An Introduction to Monitoring-as-Code
With IaC becoming an increasingly valuable tool for managing infrastructure, it’s only natural that other parts of the ecosystem follow that shift left philosophy, including how testing and monitoring are done.
Similar to IaC, the monitoring-as-code (MaC) concept allows us to describe a monitoring infrastructure as code. Today, many DevOps teams are employing MaC by using some of the aforementioned IaC tools like Terraform or Pulumi—in conjunction with monitoring platforms like Checkly—to create, run and manage their browser and API monitoring regimens. In these examples, monitoring checks can be defined in JavaScript, TypeScript or HCL, and then those can be committed together with application code. Modern MaC matures fast; it does not even require traditional IaC tools but enables MaC without extra tools. Modern platforms enable this by shipping CLIs to achieve this.
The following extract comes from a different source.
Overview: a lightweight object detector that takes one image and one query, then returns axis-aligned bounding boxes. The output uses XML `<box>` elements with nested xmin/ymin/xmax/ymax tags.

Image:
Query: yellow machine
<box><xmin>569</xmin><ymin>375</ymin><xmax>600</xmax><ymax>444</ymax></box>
Making monitoring an integral and companion part of your codebase comes with many benefits and advantages.
Just as IaC has become an integral part of the new paradigm for managing cloud-based infrastructure, here are a few reasons why I believe MaC will also become a must for modern DevOps teams.
The Benefits That Make MaC a Must for DevOps Teams
Flexibility and Programmability
By adopting MaC, your automated testing infrastructure is defined as code and lives next to your application code in your code repository, giving you all the benefits that entails. Testing and monitoring are no longer treated as separate from your application code.
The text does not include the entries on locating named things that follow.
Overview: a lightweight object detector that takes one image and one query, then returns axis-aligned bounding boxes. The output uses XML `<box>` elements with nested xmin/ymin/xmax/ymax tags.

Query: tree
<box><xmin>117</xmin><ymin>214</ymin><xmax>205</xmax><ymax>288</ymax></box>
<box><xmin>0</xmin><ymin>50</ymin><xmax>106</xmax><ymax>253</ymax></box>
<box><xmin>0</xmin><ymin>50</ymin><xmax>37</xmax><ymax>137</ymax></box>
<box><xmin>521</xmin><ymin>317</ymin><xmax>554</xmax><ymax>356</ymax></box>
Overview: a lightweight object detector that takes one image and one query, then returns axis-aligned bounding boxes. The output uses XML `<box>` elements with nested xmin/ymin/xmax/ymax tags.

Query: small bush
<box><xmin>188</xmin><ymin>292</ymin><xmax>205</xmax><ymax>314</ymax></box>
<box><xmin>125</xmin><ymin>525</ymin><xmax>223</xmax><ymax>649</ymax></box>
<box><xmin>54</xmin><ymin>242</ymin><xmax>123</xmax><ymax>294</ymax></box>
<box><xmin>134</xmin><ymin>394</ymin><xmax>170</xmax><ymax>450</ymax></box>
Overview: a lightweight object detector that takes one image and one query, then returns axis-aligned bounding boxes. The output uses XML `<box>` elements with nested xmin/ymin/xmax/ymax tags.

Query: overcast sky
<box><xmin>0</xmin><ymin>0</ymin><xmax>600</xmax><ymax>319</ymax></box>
Update Monitoring With Your Code Changes
As mentioned in the previous bullet, MaC places your testing and monitoring next to your application code. So when your application code is updated, your testing and monitoring ships right alongside it, streamlining the process. That makes your testing and monitoring solutions deployable, with MaC giving you the ability to schedule tests on a continuous, around-the-clock basis from distributed locations across the globe.
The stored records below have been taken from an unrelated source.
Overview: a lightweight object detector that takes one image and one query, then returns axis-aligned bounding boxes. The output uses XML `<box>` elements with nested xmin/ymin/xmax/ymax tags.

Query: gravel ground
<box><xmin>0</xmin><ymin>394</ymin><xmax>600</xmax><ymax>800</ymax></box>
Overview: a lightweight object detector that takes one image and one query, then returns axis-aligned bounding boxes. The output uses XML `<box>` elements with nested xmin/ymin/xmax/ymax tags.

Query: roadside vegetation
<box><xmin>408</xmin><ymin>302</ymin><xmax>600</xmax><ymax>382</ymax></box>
Monitor and Test on Staging
In the past, synthetic monitoring was primarily meant to run on production: Once your apps were deployed, monitoring kicked in and alerted you when things failed. With MaC, that monitoring can now run locally alongside your application code in a CI/CD flow, allowing that app code to be tested and even monitored continuously on staging before getting deployed on production.
Speed and Automation Efficiency
With monitoring now embracing the “as code” paradigm, new checks can be spun up quickly and in far less time than a non-MaC monitoring approach. All of that increased speed and efficiency will have a real-world impact on dev, ops and QA teams, saving engineers hours now automating once-siloed manual and inflexible work.
Scale as Needed
Finally, given that your tests live right next to your application code, it’s much easier to observe, manage and understand what is being monitored. That insight and visibility also make it much easier to scale your testing and monitoring efforts across teams, organizations and even across the globe. All of that enhanced efficiency frees dev and QA teams to focus on other tasks while simultaneously providing better testing and monitoring support across the organization.
MaC Benefits in Action
As an example, all of the aforementioned benefits are being employed by a large health care provider that recently adopted a MaC workflow. That organization relies on a MaC testing and monitoring workflow—based on tests written in Playwright—to automate its synthetic monitoring efforts. In particular, a MaC approach has enabled the QA and dev teams there to quickly build, validate and deploy an entire suite of checks from their local development environment.
The Future of Testing and Monitoring
With MaC now moving in the same leftward direction as IaC, I believe that the future of monitoring will become increasingly accessible, flexible and frictionless for any modern developer. MaC will also be increasingly based on open source testing and automation frameworks like Playwright, Puppeteer and others, which have been used and adopted for automation and testing for years.